The book illustrates the long-overdue swing from treatment toward prevention of coronary heart disease (CHD). Medical and allied professions have been slow to take up preventive measures against CHD, favoring interventional measures instead. The message of this book is timely: if the cost of treating a myocardial infarction is $75,000, let alone the devastating personal costs, time and effort devoted to prevention will be well spent.
The necessity of secondary prevention after coronary events is fully accepted, but implementation is still lacking, with wide variations across the United States and Europe. A recent comparison of post-myocardial infarction data from 1995 with data from 2000 shows that obesity and inactivity increased, the incidence of smoking was unchanged, the treatment of hypertension remained inadequate, and only 65 percent of the patients were taking lipid-lowering therapy.
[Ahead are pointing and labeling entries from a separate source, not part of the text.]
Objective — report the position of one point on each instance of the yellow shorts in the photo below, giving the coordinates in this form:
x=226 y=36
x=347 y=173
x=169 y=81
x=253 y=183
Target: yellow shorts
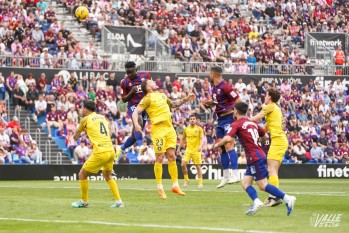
x=97 y=161
x=278 y=147
x=196 y=157
x=163 y=137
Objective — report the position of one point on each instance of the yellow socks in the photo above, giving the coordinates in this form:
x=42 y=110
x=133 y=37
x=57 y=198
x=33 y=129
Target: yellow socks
x=274 y=180
x=84 y=190
x=173 y=171
x=158 y=172
x=199 y=180
x=114 y=189
x=186 y=177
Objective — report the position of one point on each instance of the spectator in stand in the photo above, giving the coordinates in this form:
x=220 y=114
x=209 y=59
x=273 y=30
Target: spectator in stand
x=18 y=97
x=14 y=123
x=124 y=159
x=317 y=153
x=52 y=119
x=34 y=153
x=299 y=152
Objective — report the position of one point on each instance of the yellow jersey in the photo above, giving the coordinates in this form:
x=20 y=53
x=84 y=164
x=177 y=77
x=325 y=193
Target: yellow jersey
x=157 y=106
x=273 y=118
x=97 y=129
x=193 y=136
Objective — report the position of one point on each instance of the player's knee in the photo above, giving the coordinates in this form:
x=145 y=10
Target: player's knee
x=223 y=149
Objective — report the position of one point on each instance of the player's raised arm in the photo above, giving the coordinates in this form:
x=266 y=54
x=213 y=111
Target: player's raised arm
x=135 y=115
x=127 y=96
x=258 y=117
x=82 y=127
x=182 y=141
x=176 y=104
x=222 y=142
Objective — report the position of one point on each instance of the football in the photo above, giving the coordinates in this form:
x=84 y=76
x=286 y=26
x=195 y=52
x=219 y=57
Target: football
x=81 y=13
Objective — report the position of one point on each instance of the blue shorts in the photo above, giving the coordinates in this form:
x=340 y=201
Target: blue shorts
x=143 y=114
x=259 y=170
x=223 y=125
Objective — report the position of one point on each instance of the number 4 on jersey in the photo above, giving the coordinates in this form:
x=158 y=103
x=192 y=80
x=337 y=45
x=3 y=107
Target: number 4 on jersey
x=102 y=129
x=255 y=135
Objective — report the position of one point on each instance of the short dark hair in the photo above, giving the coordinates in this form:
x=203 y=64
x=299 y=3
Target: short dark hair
x=217 y=69
x=90 y=105
x=242 y=108
x=130 y=64
x=144 y=86
x=274 y=94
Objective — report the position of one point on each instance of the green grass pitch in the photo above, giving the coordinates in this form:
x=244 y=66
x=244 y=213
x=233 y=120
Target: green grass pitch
x=44 y=206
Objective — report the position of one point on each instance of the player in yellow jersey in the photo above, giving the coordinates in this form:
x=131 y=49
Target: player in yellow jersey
x=162 y=133
x=193 y=135
x=97 y=129
x=279 y=144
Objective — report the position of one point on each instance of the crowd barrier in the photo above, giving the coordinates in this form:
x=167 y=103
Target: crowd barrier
x=140 y=171
x=278 y=79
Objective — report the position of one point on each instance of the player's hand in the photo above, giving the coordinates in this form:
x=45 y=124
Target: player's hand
x=138 y=128
x=204 y=101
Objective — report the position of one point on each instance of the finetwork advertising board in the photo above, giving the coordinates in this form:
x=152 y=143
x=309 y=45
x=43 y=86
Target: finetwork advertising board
x=132 y=172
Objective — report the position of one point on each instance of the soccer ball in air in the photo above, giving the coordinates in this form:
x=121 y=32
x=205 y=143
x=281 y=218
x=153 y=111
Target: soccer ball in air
x=81 y=13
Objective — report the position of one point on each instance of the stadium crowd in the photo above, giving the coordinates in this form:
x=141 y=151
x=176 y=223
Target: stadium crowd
x=315 y=117
x=217 y=31
x=31 y=36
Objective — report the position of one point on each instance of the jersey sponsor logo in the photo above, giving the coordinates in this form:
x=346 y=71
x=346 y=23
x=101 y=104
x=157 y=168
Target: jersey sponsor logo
x=233 y=94
x=332 y=172
x=211 y=173
x=227 y=128
x=214 y=96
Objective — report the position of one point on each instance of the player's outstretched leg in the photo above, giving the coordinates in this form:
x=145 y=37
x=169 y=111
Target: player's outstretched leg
x=83 y=189
x=252 y=193
x=271 y=189
x=114 y=189
x=185 y=173
x=158 y=176
x=273 y=168
x=233 y=159
x=198 y=168
x=173 y=171
x=225 y=165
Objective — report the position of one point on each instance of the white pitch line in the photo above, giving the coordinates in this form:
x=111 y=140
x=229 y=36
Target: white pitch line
x=136 y=225
x=335 y=194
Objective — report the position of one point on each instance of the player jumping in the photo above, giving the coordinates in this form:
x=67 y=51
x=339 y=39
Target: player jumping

The information in this book should help to counteract inaction.
Physicians are able to follow guidelines for secondary prevention, but those for primary prevention are less well understood, particularly in the United States, although the recommendations of the Adult Treatment Panel III of the National Cholesterol Education Program address the global risk of CHD. They identify asymptomatic persons at high risk who would benefit from drug therapy, a task that has also been completed in Europe.
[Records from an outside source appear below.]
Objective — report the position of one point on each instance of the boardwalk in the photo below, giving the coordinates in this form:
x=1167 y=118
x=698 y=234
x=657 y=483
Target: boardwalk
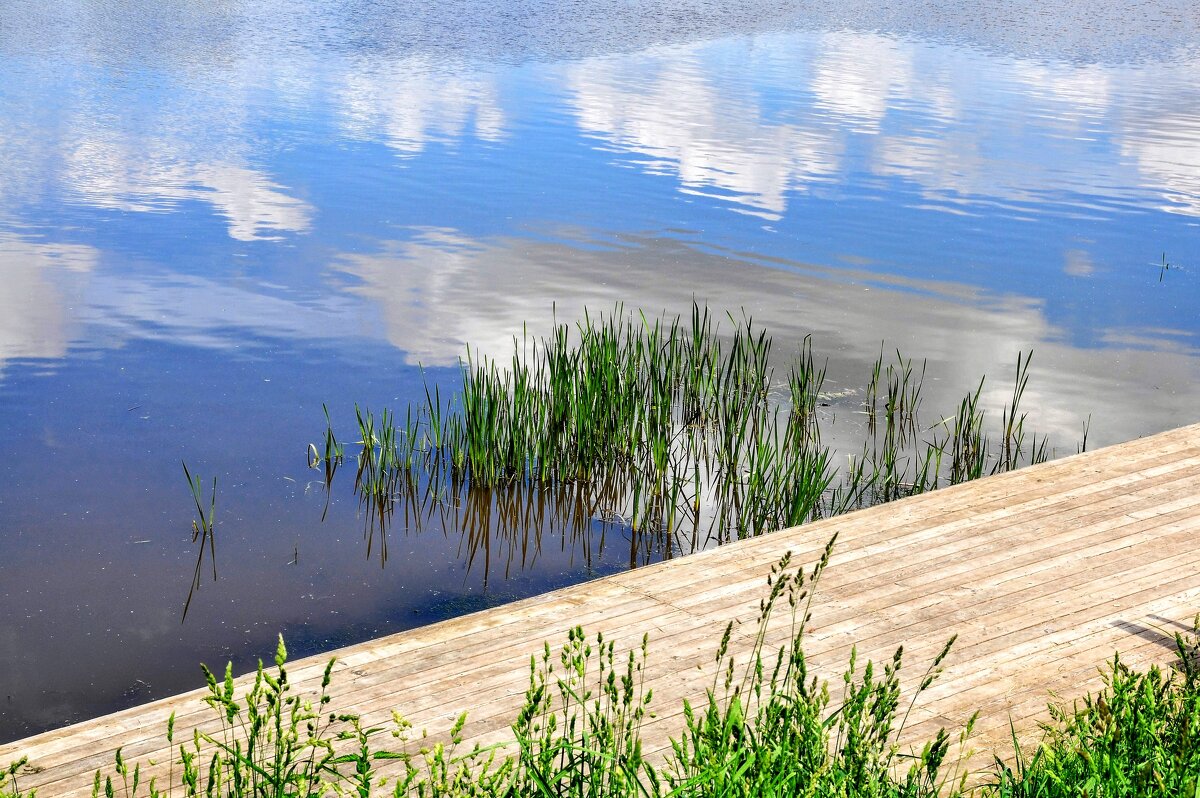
x=1042 y=573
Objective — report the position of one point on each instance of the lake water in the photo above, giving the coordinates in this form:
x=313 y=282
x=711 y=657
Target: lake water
x=216 y=216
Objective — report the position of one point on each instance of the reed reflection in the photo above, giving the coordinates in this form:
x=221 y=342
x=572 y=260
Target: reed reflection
x=677 y=436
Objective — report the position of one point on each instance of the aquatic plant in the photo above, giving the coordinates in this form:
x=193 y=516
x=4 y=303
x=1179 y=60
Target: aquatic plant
x=203 y=532
x=679 y=432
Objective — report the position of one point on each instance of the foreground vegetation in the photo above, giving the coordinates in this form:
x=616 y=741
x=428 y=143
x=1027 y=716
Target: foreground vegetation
x=767 y=727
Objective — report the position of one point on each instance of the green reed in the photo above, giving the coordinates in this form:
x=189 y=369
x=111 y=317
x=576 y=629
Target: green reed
x=203 y=532
x=671 y=427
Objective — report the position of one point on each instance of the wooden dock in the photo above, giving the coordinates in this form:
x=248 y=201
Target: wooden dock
x=1043 y=574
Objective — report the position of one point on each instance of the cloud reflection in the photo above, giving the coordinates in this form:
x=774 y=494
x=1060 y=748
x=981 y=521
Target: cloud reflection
x=759 y=120
x=442 y=292
x=40 y=281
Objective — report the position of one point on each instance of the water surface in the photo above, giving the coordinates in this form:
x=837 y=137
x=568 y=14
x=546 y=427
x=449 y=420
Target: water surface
x=216 y=216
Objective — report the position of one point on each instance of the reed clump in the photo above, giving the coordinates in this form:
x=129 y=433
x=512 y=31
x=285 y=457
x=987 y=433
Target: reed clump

The thrust of the book is to remind us to use all the interventions we have available. The authors of three particularly good chapters on exercise, obesity, and tobacco point out that preventive efforts are more aggressively pursued when they involve drug therapy. There is an interesting discussion of the change in attitudes toward smoking prevention that followed lawsuits involving tobacco companies.
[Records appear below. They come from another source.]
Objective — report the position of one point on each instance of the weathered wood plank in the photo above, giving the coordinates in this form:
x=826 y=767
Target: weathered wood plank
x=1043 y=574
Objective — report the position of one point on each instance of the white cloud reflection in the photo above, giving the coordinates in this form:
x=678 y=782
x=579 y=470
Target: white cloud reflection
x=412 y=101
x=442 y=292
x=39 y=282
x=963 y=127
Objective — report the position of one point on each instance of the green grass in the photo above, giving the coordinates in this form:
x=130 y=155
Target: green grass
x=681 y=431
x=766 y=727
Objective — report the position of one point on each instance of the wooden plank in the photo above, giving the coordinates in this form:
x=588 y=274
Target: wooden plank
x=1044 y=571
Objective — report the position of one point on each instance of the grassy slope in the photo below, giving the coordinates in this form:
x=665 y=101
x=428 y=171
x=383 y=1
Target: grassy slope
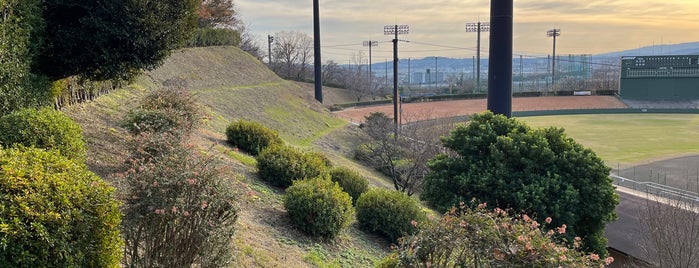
x=230 y=85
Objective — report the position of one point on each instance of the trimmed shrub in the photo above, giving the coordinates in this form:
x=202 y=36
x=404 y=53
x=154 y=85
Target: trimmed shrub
x=391 y=213
x=139 y=121
x=280 y=165
x=55 y=213
x=179 y=207
x=319 y=207
x=251 y=136
x=165 y=110
x=350 y=181
x=45 y=128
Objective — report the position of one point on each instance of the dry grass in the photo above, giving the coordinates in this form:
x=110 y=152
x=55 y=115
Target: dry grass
x=230 y=84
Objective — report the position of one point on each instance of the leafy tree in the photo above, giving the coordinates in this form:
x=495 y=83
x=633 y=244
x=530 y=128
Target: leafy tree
x=505 y=163
x=21 y=26
x=217 y=14
x=106 y=39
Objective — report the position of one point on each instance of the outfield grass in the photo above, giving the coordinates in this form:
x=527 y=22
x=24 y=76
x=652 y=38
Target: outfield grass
x=629 y=138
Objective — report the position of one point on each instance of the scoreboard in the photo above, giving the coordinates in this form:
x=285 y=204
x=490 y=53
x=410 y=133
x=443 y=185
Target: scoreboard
x=673 y=77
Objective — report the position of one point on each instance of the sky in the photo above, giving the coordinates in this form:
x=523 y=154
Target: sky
x=437 y=27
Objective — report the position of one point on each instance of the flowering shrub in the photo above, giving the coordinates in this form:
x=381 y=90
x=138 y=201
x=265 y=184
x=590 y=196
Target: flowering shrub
x=319 y=207
x=350 y=181
x=489 y=238
x=281 y=164
x=251 y=136
x=44 y=128
x=391 y=213
x=55 y=213
x=179 y=207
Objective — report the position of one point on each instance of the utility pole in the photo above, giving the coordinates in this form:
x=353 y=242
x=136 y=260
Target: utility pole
x=500 y=67
x=553 y=33
x=395 y=30
x=270 y=40
x=478 y=27
x=370 y=44
x=316 y=53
The success of the other chapters in the section on the treatment of risk factors varies. That of Foody, on dyslipidemia, is exhaustive in its review of the statins and other trial data. It commendably discusses triglyceride levels as a risk factor but contains disappointingly little on the association of Lp(a) lipoprotein and CHD, an intriguing relation that is increasingly supported by data. On hypertension, Vidt is more succinct; he points out that the age-adjusted rate of stroke in the United States has increased, as has the rate of end-stage renal disease, indicating a shameful shortfall in treatment. He also makes a plea for physicians to be aware of the total risk for CHD when a patient is starting therapy. Since statins have become the preferred treatment for reducing the risk of CHD, it may be that patients have become less aware that hypertension requires treatment, and guidelines on antihypertensive medication have not been followed.